In 1996 the Spade & Farley teamed up again for Black Sheep. While not critically acclaimed, the films became box office hits and cult classics among SNL fans. Farley’s death from a drug overdose in 1997 devastated Spade so much he could not attend the funeral, sparking rumors of a feud between them. However, Spade stated in multiple interviews that it was too much for him to handle seeing his close friend “in a box”.
Hanging his sitcom shingle
Never idle, in 1997 Spade continued to increase his net worth landing a role on the NBC office comedy Just Shoot Me, which ran until 2003. Around the same time, he was doing voice work for Beavis & Butthead and producing his own television series, Sammy.

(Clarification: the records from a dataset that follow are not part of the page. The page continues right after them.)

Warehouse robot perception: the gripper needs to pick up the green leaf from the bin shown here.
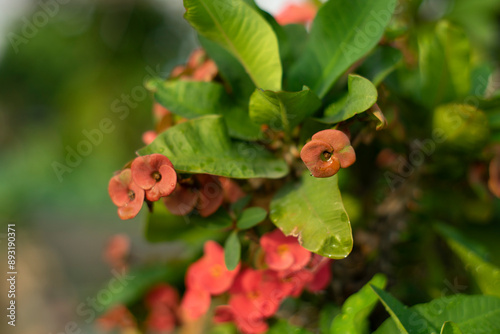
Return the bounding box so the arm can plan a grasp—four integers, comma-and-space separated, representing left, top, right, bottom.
371, 285, 437, 334
441, 321, 462, 334
149, 79, 262, 140
198, 35, 255, 100
138, 116, 288, 179
329, 274, 387, 334
144, 202, 227, 247
270, 173, 353, 259
356, 45, 403, 86
437, 224, 500, 297
289, 0, 396, 98
100, 263, 187, 313
236, 207, 267, 230
266, 319, 312, 334
184, 0, 282, 90
321, 74, 378, 123
249, 87, 321, 133
374, 295, 500, 334
224, 231, 241, 270
418, 21, 471, 107
231, 195, 252, 218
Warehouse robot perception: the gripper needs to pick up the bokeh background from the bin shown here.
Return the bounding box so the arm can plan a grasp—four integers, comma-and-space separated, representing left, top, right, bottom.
0, 0, 500, 334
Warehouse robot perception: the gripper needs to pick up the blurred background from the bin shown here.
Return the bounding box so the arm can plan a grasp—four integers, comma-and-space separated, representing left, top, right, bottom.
0, 0, 301, 334
0, 0, 499, 334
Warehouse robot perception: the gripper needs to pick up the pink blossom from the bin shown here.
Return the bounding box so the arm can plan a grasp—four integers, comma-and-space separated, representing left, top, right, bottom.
131, 154, 177, 202
275, 2, 318, 25
300, 129, 356, 177
186, 241, 240, 295
260, 229, 311, 271
108, 168, 144, 219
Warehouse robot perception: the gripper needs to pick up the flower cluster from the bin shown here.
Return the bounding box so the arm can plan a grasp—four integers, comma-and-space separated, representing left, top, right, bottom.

In 2004, following the death of John Ritter, Spade joined the cast of 8 Simple Rules for the show’s final season. Beginning in 2005, he hosted Comedy Central’s The Showbiz Show With David Spade for three seasons, in which he poked fun at Hollywood & celebrities in a throwback to his “Hollywood Minute” sketch on Saturday Night Live.
Spade’s next big TV role and net worth boost was Rules of Engagement from 2007 – 2013, a role that paid him $150,000 per episode.
Outside of television roles, Spade has had a brief but impressive film career. Premiering in 2000, Disney’s Emperor’s New Groove was an animated buddy comedy starring David Spade as a talking Llama/Emperor Kuzco & John Goodman as llama farmer Pacha trying to save his home. The film was a classic for its slapstick humor and one-liners adding to Spade’s net worth.
Along with Black Sheep & Tommy Boy, Spade played the starring role in the 2001 comedy film Joe Dirt & Joe Dirt 2: Beautiful Loser, both of which he co-wrote with Fred Wolf.
Spade also played a starring role in 2003’s Dickie Roberts: Former Child Star, again co-written with Wolf and produced by former fellow Saturday Night Live cast member Adam Sandler. Sandler also produced major box office hits including 2010 Grown Ups & Grown Ups 2 in 2013, with Spade in a leading role.
Real estate holdings
David Spade has owned a number of extremely impressive houses in Los Angeles over the years. In 2013 he sold a house in Malibu for $10.3 million. The buyer was Netflix content honcho Ted Sardanos. His home in Beverly Hills, which he bought in 2001 for $4 million, is reportedly worth more than $20 million. In April 2020 he paid $2.3 million for a somewhat modest home in West Hollywood, California.
As of 2021, David Spade’s net worth is $60 million.